LCM Config on the target node:

[DSCLocalConfigurationManager()]
configuration PullClientConfigID
{
    Node localhost
    {
        Settings
        {
            RefreshMode          = 'Pull'
            RefreshFrequencyMins = 30 
            RebootNodeIfNeeded   = $true
            ConfigurationModeFrequencyMins = 15
            ConfigurationMode = 'ApplyAndMonitor'
        }

        ConfigurationRepositoryWeb MySite
        {
            ServerURL          = 'https://MySite:8080/PSDSCPullServer.svc/'
            AllowUnsecureConnection =             $false
            RegistrationKey    = 'MyRegistrationKey'

            ConfigurationNames = @('web')
        }   

        ReportServerWeb MySite
        {
            ServerURL       = 'https://MySite:8080/PSDSCPullServer.svc/'
AllowUnsecureConnection =             $false
            RegistrationKey = 'MyRegistrationKey'

        }
    }
}

PullClientConfigID -OutputPath c:\Configs\TargetNodes

when I do "Set-DscLocalConfigurationManager -Path c:\Configs\TargetNodes -force" to apply the LCM config, I get this errors:

Registration of the Dsc Agent with the server https://qfrspvsma002:8080/PSDSCPullServer.svc/ failed. The underlying error is: Failed to register Dsc Agent 
with AgentId 0011F6B4-0012-11E7-80BD-00155DA7BE14 with the server 
https://MySite:8080/PSDSCPullServer.svc//Nodes(AgentId='0011F6B4-0012-11E7-80BD-00155DA7BE14'). .
    + CategoryInfo          : InvalidResult: (root/Microsoft/...gurationManager:String) [], CimException
    + FullyQualifiedErrorId : RegisterDscAgentCommandFailed,Microsoft.PowerShell.DesiredStateConfiguration.Commands.RegisterDscAgentCommand
    + PSComputerName        : localhost

I think it's a problem of certificate but I don't know how to fix it.

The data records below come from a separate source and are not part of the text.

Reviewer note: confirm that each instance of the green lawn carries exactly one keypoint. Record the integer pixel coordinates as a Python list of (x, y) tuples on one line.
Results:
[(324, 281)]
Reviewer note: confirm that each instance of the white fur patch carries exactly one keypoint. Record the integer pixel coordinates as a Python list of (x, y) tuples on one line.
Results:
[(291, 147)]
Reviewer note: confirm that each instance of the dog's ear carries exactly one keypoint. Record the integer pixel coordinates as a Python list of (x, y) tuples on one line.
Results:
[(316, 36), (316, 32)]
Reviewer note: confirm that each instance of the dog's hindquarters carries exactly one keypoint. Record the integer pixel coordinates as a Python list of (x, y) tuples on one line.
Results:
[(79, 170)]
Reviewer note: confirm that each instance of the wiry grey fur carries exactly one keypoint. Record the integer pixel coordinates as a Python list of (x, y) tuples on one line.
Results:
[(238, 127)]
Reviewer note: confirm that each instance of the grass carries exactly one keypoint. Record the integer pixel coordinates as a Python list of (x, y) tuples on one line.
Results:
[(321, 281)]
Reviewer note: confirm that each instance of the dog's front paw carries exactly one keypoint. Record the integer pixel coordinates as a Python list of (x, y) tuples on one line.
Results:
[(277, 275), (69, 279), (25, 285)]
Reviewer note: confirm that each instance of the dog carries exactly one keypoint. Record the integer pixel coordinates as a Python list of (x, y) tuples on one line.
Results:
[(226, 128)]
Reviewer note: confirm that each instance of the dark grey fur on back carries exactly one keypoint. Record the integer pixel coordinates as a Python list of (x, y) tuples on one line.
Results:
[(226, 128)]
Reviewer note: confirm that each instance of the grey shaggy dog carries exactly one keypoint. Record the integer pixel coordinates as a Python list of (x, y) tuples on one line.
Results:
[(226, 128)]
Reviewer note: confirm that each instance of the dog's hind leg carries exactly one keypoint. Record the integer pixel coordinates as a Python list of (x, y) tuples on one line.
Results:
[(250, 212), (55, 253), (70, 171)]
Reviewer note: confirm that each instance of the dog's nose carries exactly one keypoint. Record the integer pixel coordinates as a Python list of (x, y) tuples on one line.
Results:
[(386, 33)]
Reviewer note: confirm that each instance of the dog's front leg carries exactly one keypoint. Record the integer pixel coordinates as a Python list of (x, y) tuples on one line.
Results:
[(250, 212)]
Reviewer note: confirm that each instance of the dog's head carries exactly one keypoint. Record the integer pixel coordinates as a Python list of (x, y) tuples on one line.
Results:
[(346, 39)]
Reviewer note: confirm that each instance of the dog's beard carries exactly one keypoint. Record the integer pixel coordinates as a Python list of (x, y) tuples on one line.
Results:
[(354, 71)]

I have created a selfsigned certificated on my pull server.

Thank's for your help.

June 6, 2017 at 2:42 pm

I still can't fixe my issues.

I get this error in my eventviewer on the node:

Job {5CDC0177-4ABB-11E7-80C7-00155DA7BE14} : 
Http Client 0011F6B4-0012-11E7-80BD-00155DA7BE14 failed for WebReportManager for configuration 
FullyQualifiedErrorId :ReportManagerSendStatusReportFailed
 CategoryInfo:InvalidResult: (:) [], InvalidOperationException
 ExceptionMessage:Failed to send status report to the server https://MySite:8080/PSDSCPullServer.svc//Nodes(AgentId='0011F6B4-0012-11E7-80BD-00155DA7BE14')/SendReport.
, InnerExceptionSystem.AggregateException: One or more errors occurred. ---> System.Net.Http.HttpRequestException: An error occurred while sending the request. ---> System.Net.WebException: The underlying connection was closed: Could not establish trust relationship for the SSL/TLS secure channel. ---> System.Security.Authentication.AuthenticationException: The remote certificate is invalid according to the validation procedure.
   at System.Net.TlsStream.EndWrite(IAsyncResult asyncResult)
   at System.Net.ConnectStream.WriteHeadersCallback(IAsyncResult ar)
   --- End of inner exception stack trace ---
   at System.Net.HttpWebRequest.EndGetRequestStream(IAsyncResult asyncResult, TransportContext& context)
   at System.Net.Http.HttpClientHandler.GetRequestStreamCallback(IAsyncResult ar)
   --- End of inner exception stack trace ---
   --- End of inner exception stack trace ---
   at System.Threading.Tasks.Task`1.GetResultCore(Boolean waitCompletionNotification)
   at Microsoft.PowerShell.DesiredStateConfiguration.Commands.SendDscStatusCommand.IssueRequest(HttpClient client, String subLink, ErrorRecord& errorRecord)
---> (Inner Exception #0) System.Net.Http.HttpRequestException: An error occurred while sending the request. ---> System.Net.WebException: The underlying connection was closed: Could not establish trust relationship for the SSL/TLS secure channel. ---> System.Security.Authentication.AuthenticationException: The remote certificate is invalid according to the validation procedure.
   at System.Net.TlsStream.EndWrite(IAsyncResult asyncResult)
   at System.Net.ConnectStream.WriteHeadersCallback(IAsyncResult ar)
   --- End of inner exception stack trace ---
   at System.Net.HttpWebRequest.EndGetRequestStream(IAsyncResult asyncResult, TransportContext& context)
   at System.Net.Http.HttpClientHandler.GetRequestStreamCallback(IAsyncResult ar)
   --- End of inner exception stack trace ---< ---

.

I think I haven't create a good certificate.
I just did create a selfsigne certificate on my IIs server and after copy my Thundirbirt on c:cert/LM/My to configure my pull server.

Could you help me.?
Thank's

June 7, 2017 at 1:38 pm

hello!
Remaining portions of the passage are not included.